Wizards of the Coast has had a chequered history when it comes to electronic products and support for its games. Some things have worked very well, such as the Magic: the Gathering site. Other things have been buggy and problematic throughout, but have generally been positively received, such as Magic Online. Then they have vapourware that turned out to not be exactly vapourware but the closest thing possible – incredibly disappointing – such as MasterTools which was eventually released as E-Tools.
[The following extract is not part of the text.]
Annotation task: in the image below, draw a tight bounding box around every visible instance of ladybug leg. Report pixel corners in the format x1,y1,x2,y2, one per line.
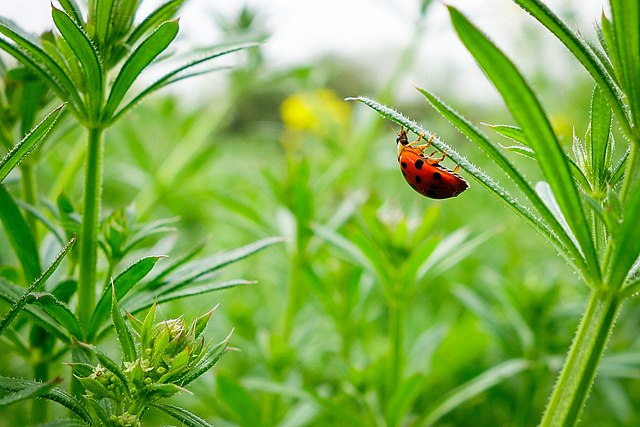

And then you have Gleemax.
Gleemax, in conception, is massive. A place for gamers to gather, play and talk about their favourite games, no matter the type. Miniature, Card, Collectable, Board, Role-playing, Electronic… all of the above and more. Unfortunately, big ideas need great people working on them, and that, Gleemax has proven, Wizards doesn’t have.
There is a basic problem with promising something to people: they expect you to deliver. If you come from (primarily) the roleplaying side of things, as I do, then Wizards have already started on the wrong foot. (MasterTools!) Oh, and cancelling the D&D magazines Dragon and Dungeon.
A long time ago – a year or more – Wizards announced all the great things it was going to be doing with Gleemax, and then we eagerly awaited the result. Of primary interest to me was the part of Gleemax concerned with blogging, for, as many of you know, I enjoy writing about the games I play. I post articles on EN World and Boardgamegeek, as well as other places. However, it’d be great for me if I could post them all in one place where people who enjoy games could find them.
So, almost a year ago the blogging part of Gleemax went online in an “Alpha” version. Concurrently with this, they switched over the login system of the regular Wizards forums to be uniform over the entire of Gleemax. This was a mistake. The login system wasn’t ready, and it was buggy. Worse than buggy. Where before I could happily stay logged into the forums basically forever, Gleemax now instituted a limit on how long I was logged in. And the limit didn’t work properly, so I had to log in every time I visited. And I’d be logged out every so often for no reason. My visiting of the Wizards forums basically stopped overnight.
This problem was somewhat fixed, but for a uniform login system it works particularly badly.
Regardless of this, I avidly fell upon the blogging part of Gleemax and started contributing, reposting blogs from here, session reports from BGG, and occassionaly some completely original content.
Now, one of the things that was promised with Gleemax were rolling updates – the development would be an ongoing thing. They’d post a version, fix the obvious bugs, post the next version, fix the bugs in that, and onwards.
Unfortunately, Wizards didn’t deliver that. What they did was post an extremely buggy alpha version, and then delay fixing the bugs. To make things worse, the basic blogging functionality of Gleemax wouldn’t display posts correctly, nor would it allow people to post replies with thing like, I don’t know, line breaks. Oh, and if a post scrolled off the first page, you couldn’t find it again.
They did one update, which fixed a few of the most problematic flaws, whilst still leaving a lot of errors (including posts not displaying properly). Then they posted another. And then… nothing. Months and months without updates. Nor were we getting status updates either.
I think they did another update recently. The net result of that was to make it impossible for anyone to view the blogs without getting an error message. Forget about posting new material. And did we get feedback like “Oops, sorry about that guys, we’re working to fix it”?No, we didn’t.
One of the most important things to do when working on an alpha is to give good feedback to the people who are testing it for you. If they post an error message, you at least need to say, “received that, thanks”. Nothing of the sort has occurred.
This is competely disastrous for Wizards’ image. Heck, if I was someone of power in Hasbro, heads would be rolling. Meanwhile, the amount of bad blood on the Wizards forums is amazing, with many of the competent moderators now gone and people who have contributed a lot to those communities leaving in disgust.
Gleemax? Forget it. Wizards had their chance and they blew it badly.
You hit the nail on the head
As a former moderator on the Wizards site, I think you’ve hit all the succinct points. Which shows how quickly a quality product can do down hill, quickly.